I have to admit, I had a difficult time warming up to Georgia and even her quest to find the men she loved to help remind her of who she was struck me as disappointing on some level, implying that the best way for women to know who they are is through men. And, predictably, most of the men in Georgia's past were in her past for a reason--they cheated, were controlling, immature, or just plain ol' destined for a lack of greatness. But among them, there were one or two men who were deserving of her love, however ill-timed those relationships may have been. The question is whether one of them, though part of the past, might also become part of Georgia's future.
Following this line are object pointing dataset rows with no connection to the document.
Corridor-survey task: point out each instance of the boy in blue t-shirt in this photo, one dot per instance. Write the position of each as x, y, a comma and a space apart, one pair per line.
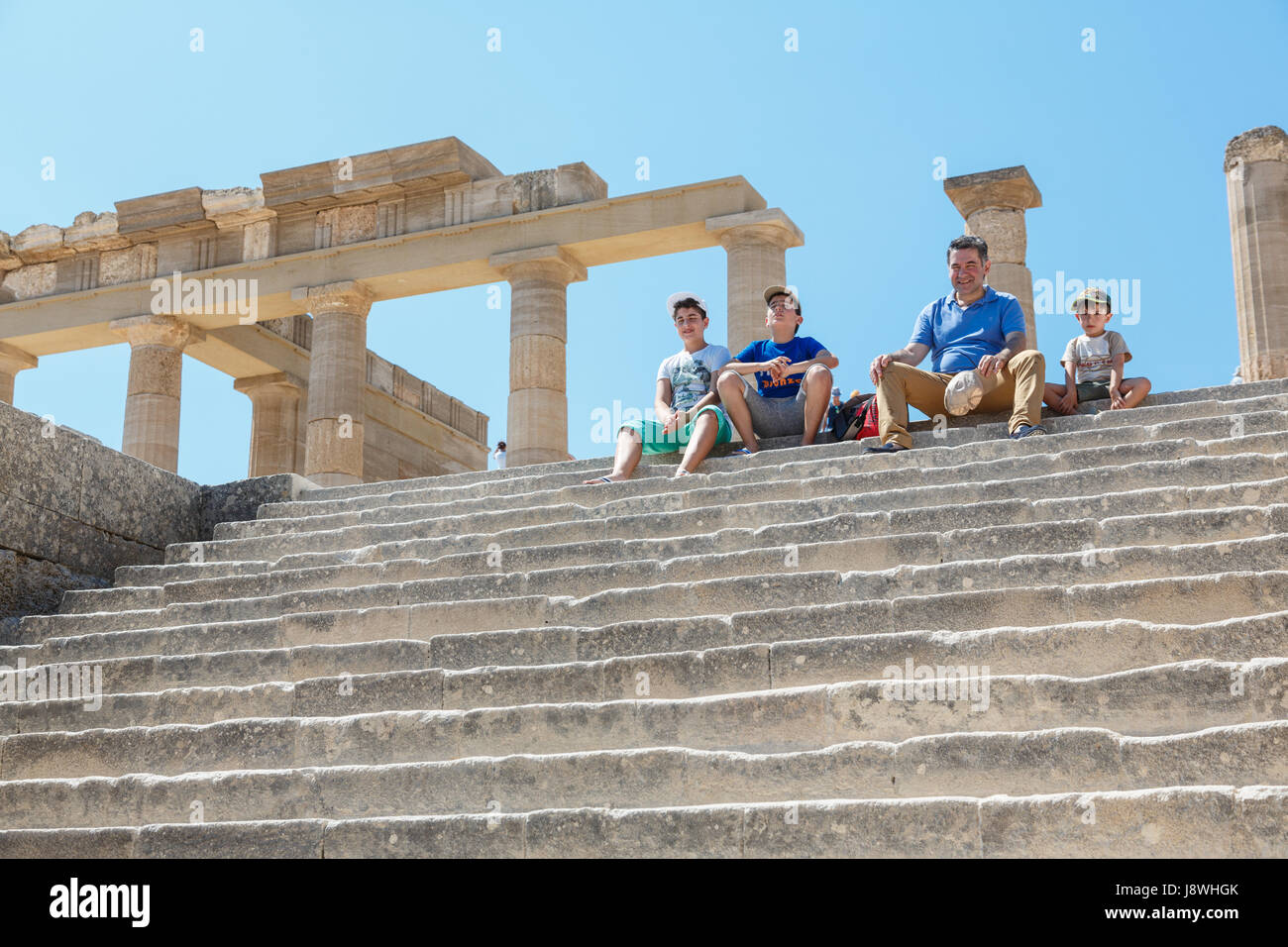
778, 386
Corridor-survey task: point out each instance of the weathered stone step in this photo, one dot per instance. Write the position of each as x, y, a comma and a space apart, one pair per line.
463, 635
1201, 483
402, 676
720, 464
618, 591
1220, 821
554, 488
651, 495
726, 508
128, 701
1167, 698
954, 764
877, 544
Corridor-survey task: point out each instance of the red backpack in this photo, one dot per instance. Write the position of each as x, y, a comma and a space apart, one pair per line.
857, 419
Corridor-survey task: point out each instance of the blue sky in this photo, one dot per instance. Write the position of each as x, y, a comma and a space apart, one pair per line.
1125, 142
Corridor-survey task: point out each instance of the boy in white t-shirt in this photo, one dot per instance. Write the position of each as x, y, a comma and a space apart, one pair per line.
687, 405
1094, 361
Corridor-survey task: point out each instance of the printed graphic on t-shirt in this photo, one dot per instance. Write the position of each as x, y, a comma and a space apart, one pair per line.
800, 348
1093, 359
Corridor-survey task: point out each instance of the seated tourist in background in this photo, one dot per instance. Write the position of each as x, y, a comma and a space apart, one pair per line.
778, 386
973, 328
1094, 361
687, 406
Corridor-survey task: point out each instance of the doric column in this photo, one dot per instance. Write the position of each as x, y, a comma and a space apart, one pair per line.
338, 382
1256, 176
537, 424
12, 361
273, 428
756, 247
153, 392
993, 205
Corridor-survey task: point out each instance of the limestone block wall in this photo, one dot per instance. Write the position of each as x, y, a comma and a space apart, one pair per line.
71, 510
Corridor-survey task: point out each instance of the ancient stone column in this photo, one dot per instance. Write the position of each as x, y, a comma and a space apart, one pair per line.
1256, 176
756, 247
993, 205
338, 382
537, 424
273, 428
153, 392
12, 361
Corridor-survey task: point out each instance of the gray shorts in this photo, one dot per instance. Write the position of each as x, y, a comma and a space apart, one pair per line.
774, 416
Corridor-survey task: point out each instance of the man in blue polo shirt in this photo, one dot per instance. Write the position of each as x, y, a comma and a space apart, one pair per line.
971, 328
778, 386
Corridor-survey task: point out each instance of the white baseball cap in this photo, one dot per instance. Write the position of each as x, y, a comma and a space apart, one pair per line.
677, 298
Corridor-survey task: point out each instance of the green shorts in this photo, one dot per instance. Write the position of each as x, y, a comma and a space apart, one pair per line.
656, 441
1093, 390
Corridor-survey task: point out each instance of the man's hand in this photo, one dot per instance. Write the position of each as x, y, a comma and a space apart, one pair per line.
992, 364
777, 368
879, 365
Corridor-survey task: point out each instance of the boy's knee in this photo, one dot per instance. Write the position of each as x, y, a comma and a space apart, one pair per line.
894, 373
729, 382
818, 375
1026, 357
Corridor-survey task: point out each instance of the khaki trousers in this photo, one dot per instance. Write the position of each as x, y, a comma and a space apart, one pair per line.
1018, 386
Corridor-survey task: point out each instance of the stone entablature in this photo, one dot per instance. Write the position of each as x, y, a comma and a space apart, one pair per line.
385, 193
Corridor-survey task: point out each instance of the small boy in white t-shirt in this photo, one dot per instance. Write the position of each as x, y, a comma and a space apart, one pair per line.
1094, 361
688, 407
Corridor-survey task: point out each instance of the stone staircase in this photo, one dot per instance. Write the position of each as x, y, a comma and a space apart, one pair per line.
1095, 625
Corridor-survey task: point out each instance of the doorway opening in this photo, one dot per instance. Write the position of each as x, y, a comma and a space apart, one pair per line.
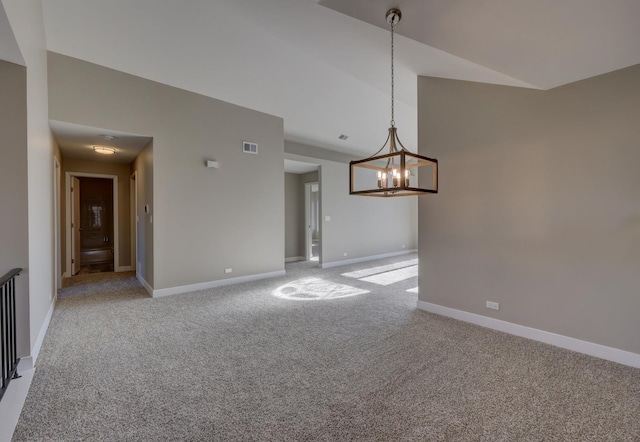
92, 228
312, 220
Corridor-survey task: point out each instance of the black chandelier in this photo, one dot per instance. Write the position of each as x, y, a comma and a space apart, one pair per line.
394, 173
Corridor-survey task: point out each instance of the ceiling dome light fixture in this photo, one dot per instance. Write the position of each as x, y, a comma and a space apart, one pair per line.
394, 173
105, 150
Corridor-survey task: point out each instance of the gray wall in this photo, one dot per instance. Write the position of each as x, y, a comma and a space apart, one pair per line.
539, 204
204, 220
124, 221
14, 234
25, 17
143, 166
359, 226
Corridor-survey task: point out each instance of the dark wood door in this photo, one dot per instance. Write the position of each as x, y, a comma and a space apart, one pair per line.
96, 208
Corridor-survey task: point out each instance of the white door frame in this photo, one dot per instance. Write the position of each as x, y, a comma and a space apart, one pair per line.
307, 220
133, 198
57, 264
69, 217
The underlying message of the book--finding and rediscovering oneself and discovering love even when you believe it might be "too late"--was appealing to me, and at times even moving; and that was what kept me reading through those points where the story meandered and the details seemed to be adding up to something I just didn't "get". This book was best when Georgia was reflecting on where her relationships went wrong, and where they were right. Her flashbacks to her younger self were even "fun" at times. The Georgia of present was less enjoyable, but that may have been entirely the point. I also didn't much enjoy the revolving cast of male characters, many of them seeming to hold promise and then presenting Georgia with yet another set of disappointments--married, engaged ... just plain ol' arrogant assholes. For a while there, it seemed like I was being led into what would turn out to be an anti-man screed. But thankfully, that didn't happen.
Somewhere along the way, Terry McMillan pulled me back in, and I started to root for Georgia's happiness; and just about the time Georgia stopped caring as much about whether or not she had a man in her life, I stopped believing that she needed that as well. I began to believe, as Georgia did, that without a partner, she would have a full life, albeit one less fulfilling than the one she hoped for. I liked the acknowledgment by this author that though one doesn't necessarily need a partner to live a happy life, having one makes your life more vibrant, more vivid, more worth living, just because you have someone with you who experiences it with you, and bears witness to it. I won't say how that all turned out, so you'll have to read it for yourself.
I recommend this book, but especially to women who are at--or are approaching --the place in life where Georgia Young finds herself. It just might give you a little of what she found:hope.